SNB May Hold Rate as Surging Franc Threatens Recovery
The Swiss central bank today may keep borrowing costs on hold as the franc’s surge prevents policy makers from raising rates to fight inflation threats.
The Swiss National Bank, led by Philipp Hildebrand, will leave the three-month Libor target rate at 0.25 percent, according to 18 of 19 economists in a Bloomberg News survey. UBS AG is the only bank forecasting an increase to 0.5 percent. The central bank will publish its decision at 2 p.m. in Zurich.
SNB policy makers are weighing the risks of faster inflation against the danger that a stronger franc will undermine exports and hurt an economic recovery. Investors have snapped up the Swiss currency and other securities seen as havens on concern that the global recovery is losing steam. Japan intervened yesterday for the first time since 2004 to weaken the yen and protect the country’s recovery.
“It is the potential for a further substantial appreciation in the franc combined with a more severe global slowdown that is holding the SNB back for now,” said Dirk Schumacher, an economist at Goldman Sachs Group Inc. in Frankfurt. “We continue to expect the first hike in December.”
The Swiss currency was little changed against the euro today, trading at 1.3014 at 9 a.m. in Zurich. The franc has strengthened about 6.5 percent against the euro since June 17 when the SNB signaled that it will phase out its 15-month policy of countering franc gains through purchases of foreign currencies to protect exports and fight deflation risks. It reached a record of 1.2766 versus the euro on Sept. 8.

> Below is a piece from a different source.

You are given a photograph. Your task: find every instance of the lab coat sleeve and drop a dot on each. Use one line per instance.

In Japan, officials were forced to weaken the yen after the currency’s strongest gain in 15 years threatened to stunt the nation’s recovery. The Japanese currency and the franc have both rallied in recent months on concern that the U.S. economy won’t maintain its growth rate and as Europeans grapple with the aftermath of the Greek debt crisis.
India’s central bank today raised its benchmark interest rates for a fifth time this year as strengthening economic growth threatens to fuel inflation. In New Zealand, South Korea and Malaysia, central banks kept rates on hold this month.
A stronger franc is making Swiss exports less competitive just as the European recovery loses momentum. Investor confidence in Germany, the biggest buyer of Swiss goods, fell to a 19-month low in September and growth in Europe’s services and manufacturing industries slowed in August.
So far, the Swiss economy is showing few signs of cooling. Leading economic indicators remained close to a four-year high in August and manufacturing growth reached a record in July. The Swiss government today raised its growth projection for this year to 2.7 percent from 1.8 percent and said it sees a “gradual slowdown” in the year’s second half.
The European Central Bank on Sept. 2 forecast the 16-member euro-region economy to expand about 1.6 percent this year.
Swatch Group AG, the world’s largest watchmaker based in Biel, Switzerland, said on Aug. 4 that it’s facing production bottlenecks in the second half after profit surged 55 percent in the six months through June.
The SNB will publish new forecasts for growth and inflation today and Michael Saunders, Citigroup Inc.’s chief economist for Western Europe, said in a Sept. 10 note that he expects the central bank to raise its 2010 growth projection from 2 percent. The SNB may also lower its inflation forecast for 2011 to 0.5 percent from 1 percent, he estimates.
The SNB in June forecast inflation to reach 3.1 percent in the first quarter of 2013 if rates remain on hold. The bank aims to keep annual gains in consumer prices below 2 percent.
SNB policy makers are mulling “an exit strategy from monetary stimulus without either fueling a destabilizing credit boom or allowing an overly rapid franc appreciation to choke off growth,” Saunders said. “In this respect, the SNB’s statement is likely to lean more on the hawkish side.”
The central bank has held borrowing costs near zero since March 2009, boosting credit demand and stoking property prices. At their June meeting, policy makers said that developments in real-estate prices demand the “full attention” of the SNB, with Vice Chairman Thomas Jordan calling on banks to brace themselves for higher rates.
UBS economist Reto Huenerwadel says SNB policy makers will likely give a bigger weight to domestic price threats than risks posed by a stronger franc when assessing monetary policy.
“Wage inflation and a potential real-estate bubble are weighing heavier than the franc strength,” he said. The SNB “will put the emphasis on the risks of overheating in the domestic economy.”